Professor Paul Crutzen, Max-Planck-Institut für Chemie, Mainz, Deutschland (niederländischer Staatsangehöriger),

Professor Mario Molina, Department of Earth, Atmospheric and Planetary Sciences und Department of Chemistry, MIT, Cambridge, MA, USA und

Professor F. Sherwood Rowland, Department of Chemistry, University of California, Irvine, USA

wegen ihrer Arbeiten zur Chemie der Atmosphäre, insbesondere über Bildung und Abbau von Ozon zu verleihen.

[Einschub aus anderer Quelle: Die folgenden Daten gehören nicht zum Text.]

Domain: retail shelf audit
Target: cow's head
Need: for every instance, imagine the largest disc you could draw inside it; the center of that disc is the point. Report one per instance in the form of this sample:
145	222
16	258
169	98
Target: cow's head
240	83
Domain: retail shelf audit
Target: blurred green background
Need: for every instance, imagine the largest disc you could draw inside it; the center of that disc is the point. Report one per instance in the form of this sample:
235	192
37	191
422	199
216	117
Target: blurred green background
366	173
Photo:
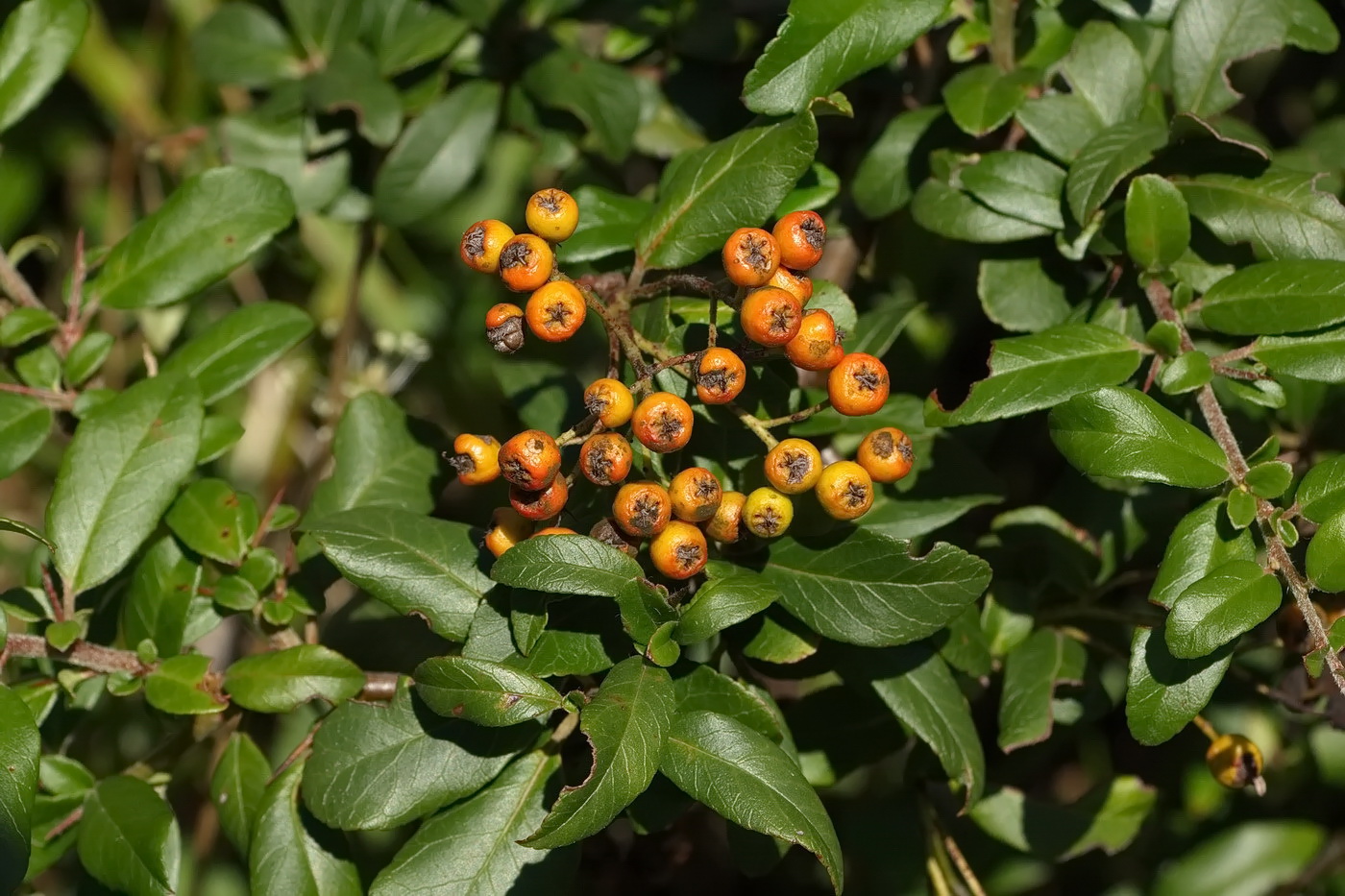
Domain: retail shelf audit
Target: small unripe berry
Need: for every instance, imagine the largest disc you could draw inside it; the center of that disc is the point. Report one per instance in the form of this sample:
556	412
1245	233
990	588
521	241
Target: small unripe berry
477	459
802	235
611	401
750	255
662	423
551	214
844	490
555	311
481	245
679	550
858	385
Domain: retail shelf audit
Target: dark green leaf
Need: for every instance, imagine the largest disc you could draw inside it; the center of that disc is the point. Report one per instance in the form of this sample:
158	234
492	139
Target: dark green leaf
128	838
379	765
1039	370
237	348
1165	693
706	194
118	475
210	225
481	691
1123	433
749	781
823	43
281	680
625	724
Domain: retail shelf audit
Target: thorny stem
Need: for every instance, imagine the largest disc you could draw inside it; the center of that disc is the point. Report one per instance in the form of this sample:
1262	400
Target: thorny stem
1275	549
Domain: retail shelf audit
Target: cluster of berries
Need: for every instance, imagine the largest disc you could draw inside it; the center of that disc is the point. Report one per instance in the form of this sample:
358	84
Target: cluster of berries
681	517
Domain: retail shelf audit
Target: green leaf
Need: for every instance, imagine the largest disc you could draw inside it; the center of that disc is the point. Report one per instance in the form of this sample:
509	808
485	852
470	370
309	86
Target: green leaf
437	155
920	690
602	96
708	193
951	213
376	767
128	838
750	782
211	224
242	44
1109	818
1123	433
1041	370
237	787
1321	494
291	853
481	691
984	97
1019	184
728	597
1277	296
36	46
1106	160
412	563
281	680
881	183
1165	693
1032	670
379	462
19	748
1157	224
625	724
823	43
24	423
1281	213
1201	543
471	849
237	348
118	476
1219	607
214	520
1327	554
178	687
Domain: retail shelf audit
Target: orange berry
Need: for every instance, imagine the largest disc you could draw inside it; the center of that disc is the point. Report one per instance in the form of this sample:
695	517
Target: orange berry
887	453
605	459
642	509
679	550
481	244
526	262
793	466
555	311
662	423
720	375
477	459
750	255
726	523
530	460
542	503
611	401
696	494
504	327
507	529
551	214
844	490
770	316
802	235
858	385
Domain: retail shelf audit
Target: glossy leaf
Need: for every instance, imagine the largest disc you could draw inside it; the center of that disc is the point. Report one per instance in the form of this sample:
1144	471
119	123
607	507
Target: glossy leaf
625	724
823	43
749	781
118	475
211	224
1123	433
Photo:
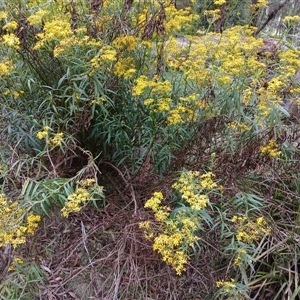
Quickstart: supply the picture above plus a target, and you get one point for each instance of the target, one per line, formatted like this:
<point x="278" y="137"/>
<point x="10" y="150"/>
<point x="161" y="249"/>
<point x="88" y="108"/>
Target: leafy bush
<point x="135" y="86"/>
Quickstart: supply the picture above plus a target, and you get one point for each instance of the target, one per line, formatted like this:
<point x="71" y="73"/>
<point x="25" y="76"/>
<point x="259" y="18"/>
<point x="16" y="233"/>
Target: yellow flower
<point x="291" y="19"/>
<point x="3" y="14"/>
<point x="11" y="40"/>
<point x="56" y="140"/>
<point x="11" y="26"/>
<point x="36" y="19"/>
<point x="271" y="149"/>
<point x="75" y="201"/>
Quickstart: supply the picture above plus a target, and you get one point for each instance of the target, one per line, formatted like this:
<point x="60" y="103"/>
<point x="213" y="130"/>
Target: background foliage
<point x="149" y="150"/>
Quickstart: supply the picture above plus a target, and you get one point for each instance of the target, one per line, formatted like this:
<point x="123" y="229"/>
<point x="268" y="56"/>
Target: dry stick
<point x="127" y="184"/>
<point x="271" y="16"/>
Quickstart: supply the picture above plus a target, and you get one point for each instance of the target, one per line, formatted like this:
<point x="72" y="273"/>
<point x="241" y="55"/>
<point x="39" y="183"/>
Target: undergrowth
<point x="149" y="150"/>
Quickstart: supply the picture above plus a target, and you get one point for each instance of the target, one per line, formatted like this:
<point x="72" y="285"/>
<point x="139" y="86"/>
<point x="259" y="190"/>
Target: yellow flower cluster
<point x="75" y="201"/>
<point x="191" y="184"/>
<point x="10" y="26"/>
<point x="53" y="141"/>
<point x="54" y="30"/>
<point x="36" y="18"/>
<point x="177" y="232"/>
<point x="83" y="193"/>
<point x="56" y="140"/>
<point x="14" y="225"/>
<point x="249" y="231"/>
<point x="240" y="257"/>
<point x="3" y="14"/>
<point x="16" y="261"/>
<point x="174" y="235"/>
<point x="219" y="2"/>
<point x="5" y="68"/>
<point x="161" y="213"/>
<point x="236" y="126"/>
<point x="291" y="19"/>
<point x="11" y="40"/>
<point x="227" y="286"/>
<point x="271" y="149"/>
<point x="43" y="133"/>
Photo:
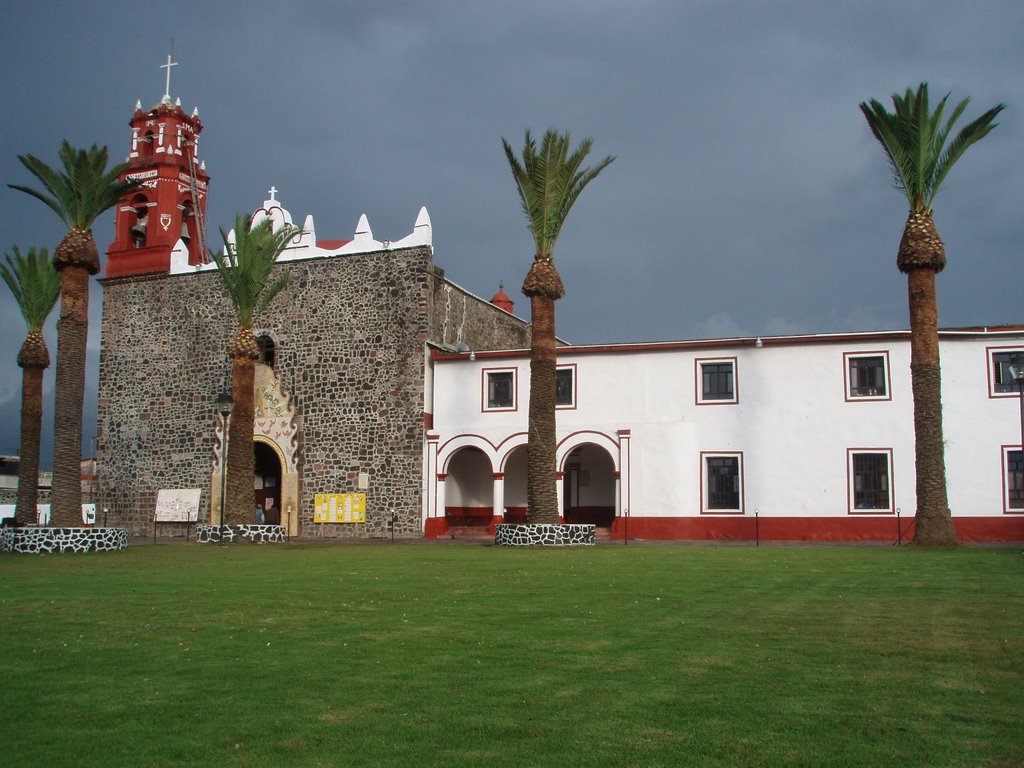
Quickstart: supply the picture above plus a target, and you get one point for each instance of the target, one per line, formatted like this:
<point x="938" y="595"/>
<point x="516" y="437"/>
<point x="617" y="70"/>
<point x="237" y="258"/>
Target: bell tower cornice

Die Ozonschicht – die Achillesferse der Biosphäre

Die Erdatmosphäre enthält kleine Mengen von Ozon – ein Gas, dessen Moleküle aus drei Sauerstoffatomen (O3) bestehen. Würde man das gesamte Ozon der Erdatmosphäre in eine Schicht bei dem an der Erdoberfläche existierenden Normaldruck zusammenpressen, so würde diese Schicht nur drei Millimeter dick sein. Aber obwohl Ozon nur in solch niedrigen Mengen vorkommt, ist es für das Leben auf der Erde von grundlegender Bedeutung. Denn das Ozon vermag zusammen mit dem gewöhnlichen Sauerstoff (O2) den größten Teil der ultravioletten Strahlung der Sonne zu absorbieren und verhindert dadurch, daß diese gefährliche Strahlung die Erdoberfläche erreicht. Ohne diese schützende Ozonschicht in der Atmosphäre könnten weder Tiere noch Pflanzen existieren, jedenfalls nicht auf dem Land. Es ist daher von größter Bedeutung, die Prozesse genau zu verstehen, die den Ozongehalt der Atmosphäre regeln.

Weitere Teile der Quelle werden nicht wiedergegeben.